Archives of Support Questions (Read Only)

This is an archived board for historical reference. Information and links may no longer be available or relevant
Announcements
This board is archived and read-only for historical reference. To ask a new question, please post a new topic on the appropriate active board.

error: java.lang.IllegalArgumentException: Field "label_idx" does not exist

avatar
New Member

Hello,

I have the following error: java.lang.IllegalArgumentException: Field "label_idx" does not exist.

After executing this code:

import org.apache.spark.mllib.tree.RandomForest

import org.apache.spark.mllib.tree.model.RandomForestModel

import org.apache.spark.mllib.util.MLUtils

import org.apache.spark.mllib.linalg.Vectors

import org.apache.spark.mllib.regression.LabeledPoint

import org.apache.spark.mllib.evaluation.MulticlassMetrics

import org.apache.spark.ml.Pipeline import org.apache.spark.ml.tuning.{ParamGridBuilder, CrossValidator}

import org.apache.spark.ml.classification.RandomForestClassifier

import org.apache.spark.ml.evaluation.MulticlassClassificationEvaluator

import org.apache.spark.sql.types._ import sqlContext.implicits._

import org.apache.spark.ml.attribute.NominalAttribute

import org.apache.spark.ml.feature.StringIndexer

val unparseddata = sc.textFile("hdfs:///tmp/epidemiological16.csv")

val data = unparseddata.map { line => val parts = line.split(',').map(_.toDouble) LabeledPoint(parts.last%2, Vectors.dense(parts.slice(0, parts.length - 1))) }

val splits = data.randomSplit(Array(0.7, 0.3))

val (trainingData2, testData2) = (splits(0), splits(1))

val trainingData = trainingData2.toDF

val nFolds: Int = 10

val NumTrees: Int = 3

val rf = new RandomForestClassifier() .setNumTrees(NumTrees) .setFeaturesCol("features")

val indexer = new StringIndexer() .setInputCol("label") .setOutputCol("label_idx") .fit(trainingData)

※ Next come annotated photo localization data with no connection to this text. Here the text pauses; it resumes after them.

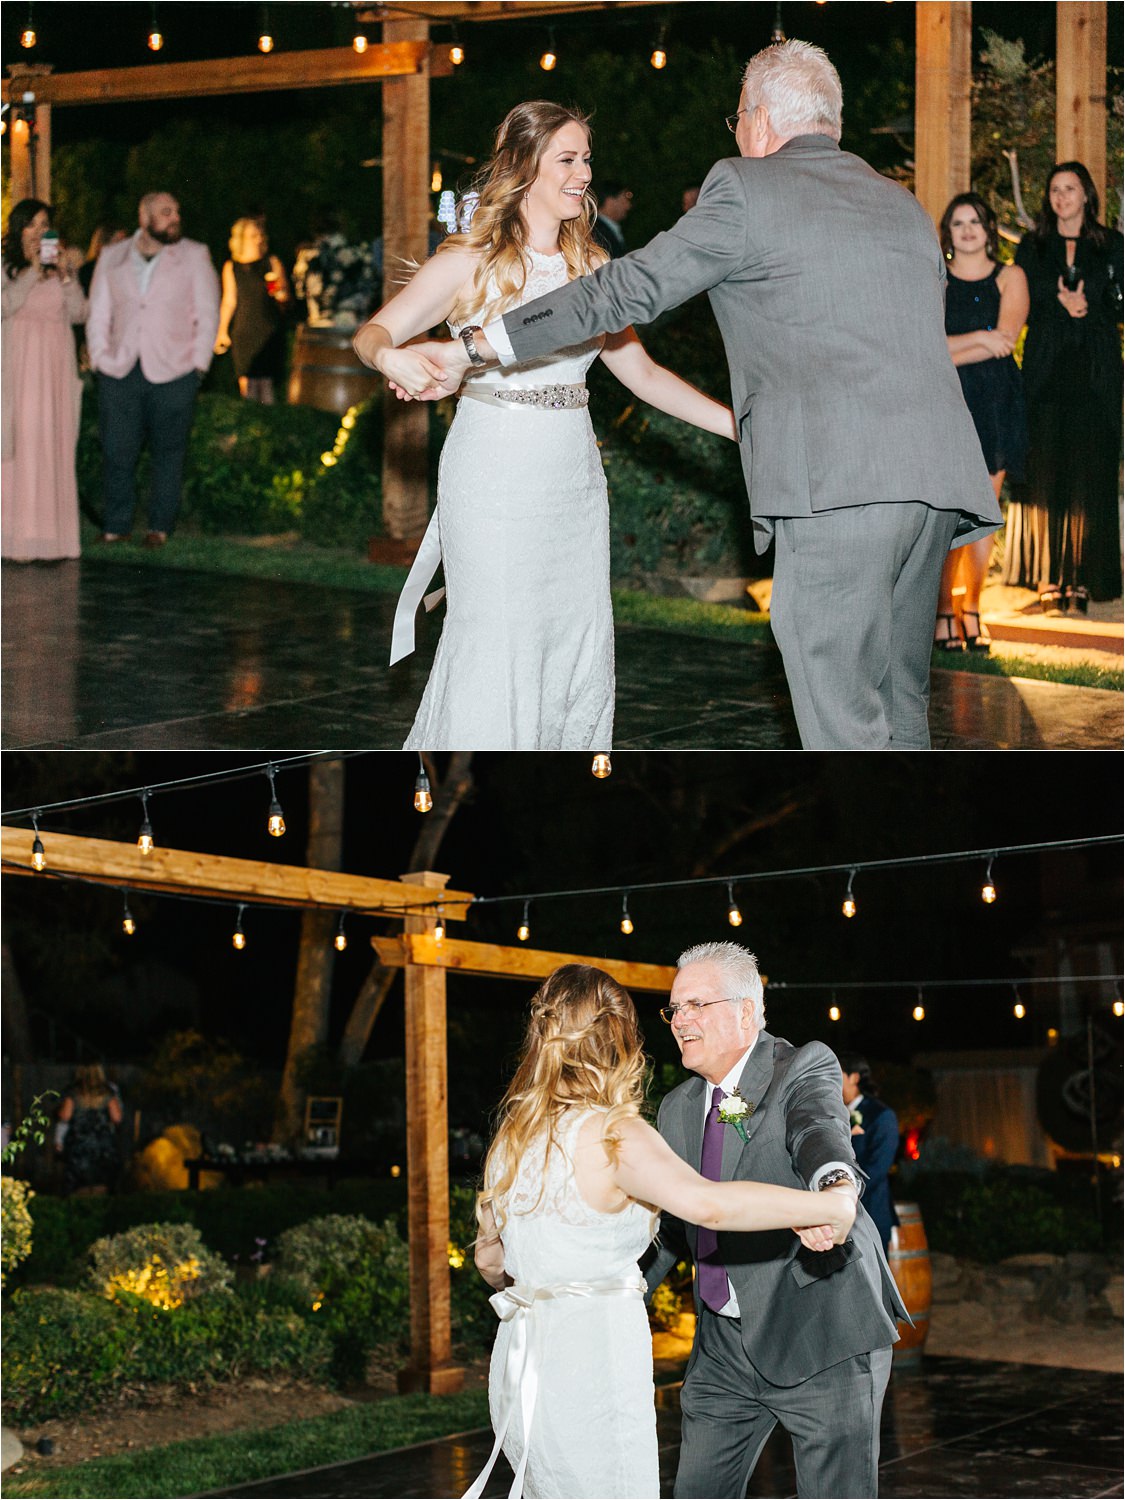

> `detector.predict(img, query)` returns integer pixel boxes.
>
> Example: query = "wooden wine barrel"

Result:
[287,325,381,414]
[888,1201,932,1361]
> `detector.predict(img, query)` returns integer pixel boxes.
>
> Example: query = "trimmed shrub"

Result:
[1,1284,332,1425]
[1,1178,35,1287]
[89,1221,233,1308]
[897,1163,1104,1263]
[15,1180,408,1290]
[2,1287,136,1422]
[274,1213,411,1381]
[76,387,338,537]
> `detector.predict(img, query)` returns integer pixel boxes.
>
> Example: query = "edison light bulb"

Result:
[353,33,368,53]
[842,895,857,919]
[727,902,743,927]
[912,1004,925,1022]
[981,880,997,904]
[449,42,464,65]
[31,835,46,872]
[517,921,530,942]
[650,47,667,68]
[829,1006,841,1022]
[268,800,285,837]
[258,32,273,52]
[620,913,634,936]
[540,47,557,71]
[334,931,347,952]
[123,911,136,936]
[592,753,611,778]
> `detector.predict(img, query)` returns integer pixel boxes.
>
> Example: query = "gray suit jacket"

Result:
[644,1031,908,1387]
[502,136,1001,554]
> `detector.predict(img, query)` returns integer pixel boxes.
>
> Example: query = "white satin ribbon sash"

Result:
[461,1275,645,1500]
[389,507,445,666]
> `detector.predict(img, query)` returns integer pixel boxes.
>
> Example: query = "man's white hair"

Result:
[741,38,843,143]
[677,941,766,1030]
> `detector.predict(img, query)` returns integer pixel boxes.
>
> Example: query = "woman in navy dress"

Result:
[933,193,1029,652]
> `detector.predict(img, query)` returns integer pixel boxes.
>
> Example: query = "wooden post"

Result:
[397,867,463,1394]
[379,17,432,546]
[1056,2,1107,210]
[6,66,53,204]
[914,2,972,226]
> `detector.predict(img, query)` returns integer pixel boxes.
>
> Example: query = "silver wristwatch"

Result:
[459,325,487,367]
[817,1169,857,1191]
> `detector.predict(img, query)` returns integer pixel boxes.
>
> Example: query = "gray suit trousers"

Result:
[675,1308,892,1499]
[769,501,960,750]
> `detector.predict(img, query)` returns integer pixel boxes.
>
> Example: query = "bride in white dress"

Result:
[463,965,856,1500]
[354,101,735,751]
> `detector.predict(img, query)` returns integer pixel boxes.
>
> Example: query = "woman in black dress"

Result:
[214,217,291,402]
[1001,163,1123,613]
[934,193,1029,652]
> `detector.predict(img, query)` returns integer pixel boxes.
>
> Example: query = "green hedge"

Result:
[2,1284,332,1425]
[16,1180,408,1289]
[75,309,756,578]
[896,1164,1105,1263]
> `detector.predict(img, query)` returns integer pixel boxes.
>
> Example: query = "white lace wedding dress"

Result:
[466,1108,659,1500]
[397,251,613,751]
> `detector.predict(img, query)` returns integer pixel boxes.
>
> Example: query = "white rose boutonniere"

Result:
[849,1108,864,1135]
[718,1088,755,1143]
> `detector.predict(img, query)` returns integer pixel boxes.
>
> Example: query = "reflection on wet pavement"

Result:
[204,1358,1123,1499]
[4,561,1120,750]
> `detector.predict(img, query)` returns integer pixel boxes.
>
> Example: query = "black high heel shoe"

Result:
[1065,586,1090,616]
[1038,586,1066,617]
[960,610,991,653]
[933,612,964,652]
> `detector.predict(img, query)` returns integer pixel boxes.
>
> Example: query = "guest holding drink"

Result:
[933,193,1029,652]
[214,216,290,402]
[1,199,87,562]
[1002,163,1124,613]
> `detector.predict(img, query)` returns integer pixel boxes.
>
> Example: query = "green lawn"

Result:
[81,527,1122,693]
[3,1389,491,1500]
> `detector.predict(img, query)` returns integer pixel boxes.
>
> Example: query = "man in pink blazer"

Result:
[86,191,220,546]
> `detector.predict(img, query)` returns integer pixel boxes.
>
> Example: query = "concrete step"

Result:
[983,612,1124,655]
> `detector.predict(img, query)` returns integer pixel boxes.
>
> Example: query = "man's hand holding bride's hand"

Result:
[795,1186,857,1251]
[376,344,459,401]
[383,339,472,402]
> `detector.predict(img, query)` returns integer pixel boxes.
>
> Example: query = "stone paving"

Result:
[204,1356,1123,1500]
[3,560,1121,750]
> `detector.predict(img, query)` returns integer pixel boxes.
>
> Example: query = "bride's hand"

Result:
[377,345,457,399]
[819,1187,857,1246]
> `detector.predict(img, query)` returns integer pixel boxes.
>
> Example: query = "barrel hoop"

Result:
[889,1249,931,1261]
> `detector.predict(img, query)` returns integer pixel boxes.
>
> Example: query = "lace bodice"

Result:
[453,249,603,393]
[492,1109,654,1287]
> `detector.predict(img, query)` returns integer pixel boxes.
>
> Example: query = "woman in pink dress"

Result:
[2,199,87,562]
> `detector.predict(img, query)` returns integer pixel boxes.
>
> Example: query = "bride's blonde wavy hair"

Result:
[438,100,607,326]
[479,965,648,1231]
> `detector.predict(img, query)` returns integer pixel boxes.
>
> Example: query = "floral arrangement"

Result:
[293,233,380,330]
[89,1221,233,1309]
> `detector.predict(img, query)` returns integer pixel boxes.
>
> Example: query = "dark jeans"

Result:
[97,363,199,535]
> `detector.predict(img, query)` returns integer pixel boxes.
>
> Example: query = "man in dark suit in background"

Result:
[839,1050,900,1254]
[591,180,633,258]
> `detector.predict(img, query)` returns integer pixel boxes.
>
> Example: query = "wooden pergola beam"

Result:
[374,933,677,993]
[360,2,660,22]
[2,42,451,108]
[397,871,462,1395]
[914,1,972,226]
[0,829,474,919]
[1056,1,1107,208]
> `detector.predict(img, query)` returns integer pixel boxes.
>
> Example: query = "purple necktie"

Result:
[696,1085,731,1313]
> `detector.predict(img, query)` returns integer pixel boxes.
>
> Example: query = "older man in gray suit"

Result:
[409,40,1001,749]
[648,941,908,1498]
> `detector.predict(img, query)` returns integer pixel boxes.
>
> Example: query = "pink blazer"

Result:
[86,235,220,383]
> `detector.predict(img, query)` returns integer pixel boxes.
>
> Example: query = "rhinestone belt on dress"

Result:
[460,381,589,410]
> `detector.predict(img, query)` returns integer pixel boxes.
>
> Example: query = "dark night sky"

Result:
[3,752,1122,1090]
[5,2,1104,147]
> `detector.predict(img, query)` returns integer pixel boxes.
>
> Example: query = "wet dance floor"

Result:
[4,560,1120,751]
[205,1356,1123,1500]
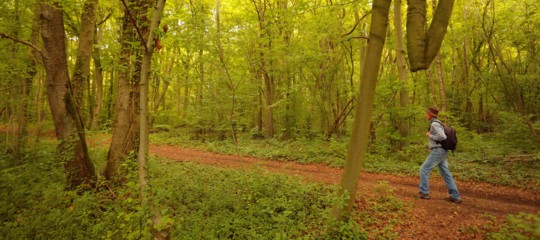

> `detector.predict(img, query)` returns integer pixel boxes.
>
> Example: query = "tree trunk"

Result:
[40,1,96,189]
[90,26,104,130]
[252,0,275,138]
[434,55,447,112]
[332,0,391,221]
[104,0,146,182]
[432,0,447,112]
[71,0,98,123]
[137,0,168,238]
[407,0,454,71]
[216,0,238,142]
[394,0,410,138]
[12,1,39,163]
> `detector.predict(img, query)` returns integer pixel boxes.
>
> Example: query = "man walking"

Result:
[419,107,462,203]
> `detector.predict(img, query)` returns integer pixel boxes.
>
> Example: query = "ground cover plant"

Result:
[0,141,415,239]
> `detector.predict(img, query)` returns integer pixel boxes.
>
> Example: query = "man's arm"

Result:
[429,122,447,141]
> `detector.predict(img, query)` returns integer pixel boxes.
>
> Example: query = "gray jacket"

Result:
[428,118,447,149]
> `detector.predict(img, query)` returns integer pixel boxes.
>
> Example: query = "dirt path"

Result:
[149,144,539,239]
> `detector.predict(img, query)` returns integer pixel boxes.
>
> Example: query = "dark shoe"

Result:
[419,192,431,199]
[447,197,462,204]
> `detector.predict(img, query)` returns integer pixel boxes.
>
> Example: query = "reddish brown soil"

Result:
[150,144,539,239]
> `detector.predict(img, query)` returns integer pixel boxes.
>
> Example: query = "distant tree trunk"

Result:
[252,0,275,138]
[434,55,447,112]
[12,1,39,163]
[427,66,439,105]
[394,0,410,138]
[432,0,447,112]
[332,0,391,221]
[216,0,238,142]
[407,0,454,71]
[40,1,96,189]
[90,26,104,130]
[71,0,98,123]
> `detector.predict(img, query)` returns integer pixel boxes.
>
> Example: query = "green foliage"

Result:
[151,159,367,239]
[489,212,540,240]
[494,111,538,154]
[0,143,147,239]
[1,142,415,239]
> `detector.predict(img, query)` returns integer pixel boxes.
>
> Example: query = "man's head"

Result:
[426,107,439,120]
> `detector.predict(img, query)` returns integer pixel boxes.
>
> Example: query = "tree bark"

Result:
[104,0,146,182]
[90,26,104,130]
[252,0,275,138]
[71,0,98,123]
[11,0,39,163]
[40,1,96,189]
[137,0,168,238]
[394,0,410,138]
[332,0,391,220]
[407,0,454,71]
[216,0,238,142]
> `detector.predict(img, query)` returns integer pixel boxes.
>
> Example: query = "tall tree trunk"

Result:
[12,0,39,163]
[40,1,96,189]
[71,0,98,124]
[432,0,447,112]
[90,26,104,130]
[216,0,238,142]
[137,0,168,238]
[332,0,391,221]
[434,55,447,112]
[104,0,146,182]
[252,0,275,138]
[394,0,410,138]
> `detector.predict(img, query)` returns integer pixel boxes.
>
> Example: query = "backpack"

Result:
[433,120,458,151]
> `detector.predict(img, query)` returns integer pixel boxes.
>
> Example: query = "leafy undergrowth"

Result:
[151,128,540,190]
[0,142,412,239]
[489,212,540,239]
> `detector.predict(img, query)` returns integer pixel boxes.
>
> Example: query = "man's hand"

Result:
[426,131,430,137]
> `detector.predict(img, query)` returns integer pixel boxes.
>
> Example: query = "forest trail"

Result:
[149,144,539,240]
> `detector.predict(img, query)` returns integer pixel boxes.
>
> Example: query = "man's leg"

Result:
[438,157,461,200]
[419,148,445,195]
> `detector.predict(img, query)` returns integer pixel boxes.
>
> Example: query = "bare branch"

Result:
[341,10,372,38]
[0,33,43,57]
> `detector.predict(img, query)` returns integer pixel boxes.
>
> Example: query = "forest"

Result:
[0,0,539,239]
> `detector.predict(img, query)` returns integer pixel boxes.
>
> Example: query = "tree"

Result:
[393,0,410,138]
[251,0,276,138]
[104,0,150,182]
[137,0,169,238]
[40,1,96,189]
[332,0,392,220]
[71,0,98,119]
[407,0,454,71]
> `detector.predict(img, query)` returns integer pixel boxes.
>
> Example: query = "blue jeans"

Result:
[419,148,460,199]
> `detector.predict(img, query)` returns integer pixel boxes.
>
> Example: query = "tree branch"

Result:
[0,33,43,57]
[97,11,113,26]
[341,10,372,38]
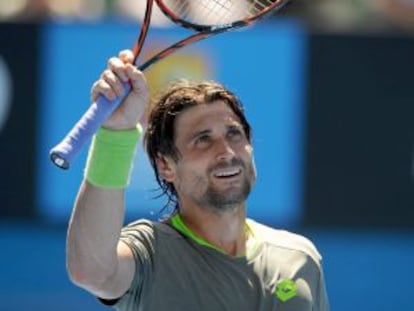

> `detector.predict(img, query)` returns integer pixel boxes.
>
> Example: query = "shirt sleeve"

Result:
[315,266,330,311]
[99,219,157,309]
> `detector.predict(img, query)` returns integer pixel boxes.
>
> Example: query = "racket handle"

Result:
[49,82,132,169]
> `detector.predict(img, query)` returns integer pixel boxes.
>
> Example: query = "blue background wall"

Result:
[36,21,306,227]
[0,20,413,311]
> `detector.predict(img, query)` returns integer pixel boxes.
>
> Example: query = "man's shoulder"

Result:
[122,218,179,238]
[248,219,322,266]
[122,218,155,234]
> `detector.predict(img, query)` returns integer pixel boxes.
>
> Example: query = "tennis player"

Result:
[66,49,330,311]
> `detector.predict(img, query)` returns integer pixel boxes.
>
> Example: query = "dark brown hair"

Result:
[144,79,251,211]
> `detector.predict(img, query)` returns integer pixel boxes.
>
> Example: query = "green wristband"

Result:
[84,124,142,188]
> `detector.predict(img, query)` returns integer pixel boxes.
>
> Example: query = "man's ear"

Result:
[155,154,176,182]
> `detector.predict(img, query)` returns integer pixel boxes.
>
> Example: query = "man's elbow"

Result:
[66,261,108,294]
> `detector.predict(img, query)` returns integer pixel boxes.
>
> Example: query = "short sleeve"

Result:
[315,265,330,311]
[105,220,156,310]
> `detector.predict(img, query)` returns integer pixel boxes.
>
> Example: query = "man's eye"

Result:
[228,128,243,140]
[195,135,211,146]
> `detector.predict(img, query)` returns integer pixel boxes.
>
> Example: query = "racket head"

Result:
[155,0,291,31]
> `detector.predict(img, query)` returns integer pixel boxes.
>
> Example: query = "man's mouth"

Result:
[213,168,242,178]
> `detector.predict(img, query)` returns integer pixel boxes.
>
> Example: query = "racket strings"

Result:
[161,0,281,25]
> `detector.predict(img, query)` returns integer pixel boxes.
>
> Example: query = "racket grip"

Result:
[49,82,132,169]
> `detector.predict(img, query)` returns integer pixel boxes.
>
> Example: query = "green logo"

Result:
[275,279,298,302]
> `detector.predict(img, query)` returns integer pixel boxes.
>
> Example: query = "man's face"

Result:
[163,101,256,212]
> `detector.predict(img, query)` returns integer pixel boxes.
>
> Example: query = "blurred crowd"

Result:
[0,0,142,22]
[0,0,413,33]
[291,0,414,33]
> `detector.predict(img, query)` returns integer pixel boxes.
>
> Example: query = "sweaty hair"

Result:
[144,79,252,212]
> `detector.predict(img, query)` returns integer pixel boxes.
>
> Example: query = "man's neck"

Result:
[177,202,248,256]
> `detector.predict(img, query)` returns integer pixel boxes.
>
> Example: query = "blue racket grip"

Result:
[49,81,132,169]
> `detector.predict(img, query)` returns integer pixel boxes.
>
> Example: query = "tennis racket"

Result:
[50,0,291,169]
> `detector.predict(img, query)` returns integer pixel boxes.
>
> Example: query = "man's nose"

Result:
[214,138,235,162]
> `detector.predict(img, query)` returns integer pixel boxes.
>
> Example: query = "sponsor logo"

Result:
[275,279,297,302]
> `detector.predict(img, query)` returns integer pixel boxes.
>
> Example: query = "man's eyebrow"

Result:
[226,123,244,131]
[190,129,211,140]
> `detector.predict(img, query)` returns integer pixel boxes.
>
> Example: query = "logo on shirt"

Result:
[275,279,298,302]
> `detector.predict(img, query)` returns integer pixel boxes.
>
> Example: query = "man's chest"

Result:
[141,246,315,311]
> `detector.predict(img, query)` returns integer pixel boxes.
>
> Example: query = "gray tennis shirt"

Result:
[107,218,329,311]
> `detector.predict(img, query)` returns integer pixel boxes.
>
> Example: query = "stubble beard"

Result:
[197,161,255,213]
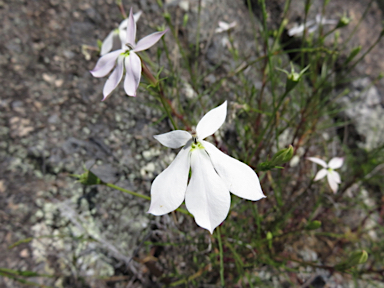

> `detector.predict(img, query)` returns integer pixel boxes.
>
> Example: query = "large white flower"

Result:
[308,157,344,193]
[148,101,266,233]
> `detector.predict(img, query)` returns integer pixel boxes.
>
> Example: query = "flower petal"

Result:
[133,29,168,52]
[154,130,192,149]
[288,24,304,36]
[328,157,344,169]
[196,101,227,140]
[124,52,141,97]
[314,168,327,181]
[203,141,265,201]
[148,146,191,215]
[185,148,230,234]
[329,170,341,184]
[100,31,115,56]
[90,49,124,78]
[327,171,339,193]
[307,157,327,168]
[119,11,142,30]
[102,56,124,101]
[125,8,136,46]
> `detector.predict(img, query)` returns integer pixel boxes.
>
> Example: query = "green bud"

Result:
[277,63,309,94]
[271,145,294,166]
[336,16,351,29]
[266,231,273,249]
[335,250,368,271]
[345,46,361,64]
[305,220,322,230]
[71,168,103,186]
[183,13,189,28]
[163,12,171,22]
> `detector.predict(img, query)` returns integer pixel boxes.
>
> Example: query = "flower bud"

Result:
[305,220,322,230]
[72,169,103,186]
[335,250,368,271]
[271,145,294,166]
[278,63,309,94]
[336,16,351,29]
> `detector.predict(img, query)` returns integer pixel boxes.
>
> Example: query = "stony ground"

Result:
[1,0,384,287]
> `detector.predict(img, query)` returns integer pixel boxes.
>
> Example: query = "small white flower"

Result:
[308,157,344,193]
[288,14,337,36]
[100,11,143,56]
[148,101,265,233]
[215,21,237,33]
[90,8,167,99]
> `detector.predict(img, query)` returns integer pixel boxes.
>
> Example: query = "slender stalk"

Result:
[216,226,225,287]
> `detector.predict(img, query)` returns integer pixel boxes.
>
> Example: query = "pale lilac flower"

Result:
[90,8,168,100]
[148,101,265,233]
[215,21,237,33]
[308,157,344,193]
[100,11,142,56]
[288,14,337,36]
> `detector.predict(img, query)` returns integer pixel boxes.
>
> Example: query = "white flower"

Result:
[288,14,337,36]
[308,157,344,193]
[100,11,143,56]
[215,21,237,33]
[90,8,167,100]
[148,101,265,233]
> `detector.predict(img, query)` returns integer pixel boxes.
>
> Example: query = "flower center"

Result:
[191,138,204,150]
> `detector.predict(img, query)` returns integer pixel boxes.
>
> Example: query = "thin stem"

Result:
[216,226,225,287]
[104,182,151,200]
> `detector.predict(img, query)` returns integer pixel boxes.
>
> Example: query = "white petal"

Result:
[119,11,142,30]
[148,146,191,215]
[125,8,136,46]
[102,56,124,101]
[203,141,265,201]
[307,157,328,168]
[196,101,227,140]
[154,130,192,149]
[100,31,115,56]
[133,11,142,23]
[90,49,124,78]
[288,24,304,36]
[314,168,327,181]
[133,30,168,52]
[327,172,339,193]
[329,170,341,184]
[185,148,230,234]
[328,157,344,169]
[124,52,141,97]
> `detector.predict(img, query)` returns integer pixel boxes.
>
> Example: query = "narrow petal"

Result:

rf.setLabelCol("label_idx").fit(indexer.transform(trainingData))

val pipeline = new Pipeline().setStages(Array(rf))

val paramGrid = new ParamGridBuilder().build()

val evaluator = new MulticlassClassificationEvaluator() .setLabelCol("label") .setPredictionCol("prediction")

val cv = new CrossValidator() .setEstimator(pipeline) .setEvaluator(evaluator) .setEstimatorParamMaps(paramGrid) .setNumFolds(nFolds)

val model = cv.fit(trainingData)

Do you know where can be the problem?

Thanks,

Laia

1 ACCEPTED SOLUTION

avatar

Hey Laia, you're close, but it looks like a couple arguments are out of order when you configure the indexer and initial randomforest object.

Label_idx is not visible to the randomforest object because the order of execution is off, and as a result it is not in the dataframe ("does not exist"). If you change up the order it should work.

I'd recommend de-coupling the indexer and rf object, and execute them as part of the pipeline. Here's the code that I got to work. I also added a few lines at the bottom to show the predictions and accuracy (feel free to modify to fit your requirements). Let me know if this helps.

---

val unparseddata = sc.textFile("hdfs:///tmp/your_data.csv")

val data = unparseddata.map {

line => val parts = line.split(',').map(_.toDouble)

LabeledPoint(parts.last%2, Vectors.dense(parts.slice(0, parts.length - 1)))

}.toDF()

val Array(trainingData, testData) = data.randomSplit(Array(0.7, 0.3))

val nFolds: Int = 10

val NumTrees: Int = 3

val indexer = new StringIndexer().setInputCol("label").setOutputCol("label_idx")

val rf = new RandomForestClassifier().setNumTrees(NumTrees).setFeaturesCol("features").setLabelCol("label_idx")

val pipeline = new Pipeline().setStages(Array(indexer, rf))

val paramGrid = new ParamGridBuilder().build()

val evaluator = new MulticlassClassificationEvaluator().setLabelCol("label").setPredictionCol("prediction")

val cv = new CrossValidator() .setEstimator(pipeline) .setEvaluator(evaluator) .setEstimatorParamMaps(paramGrid) .setNumFolds(nFolds)

val model = cv.fit(trainingData)

val predictions = model.transform(testData)

// Show model predictions

predictions.show()

val accuracy = evaluator.evaluate(predictions)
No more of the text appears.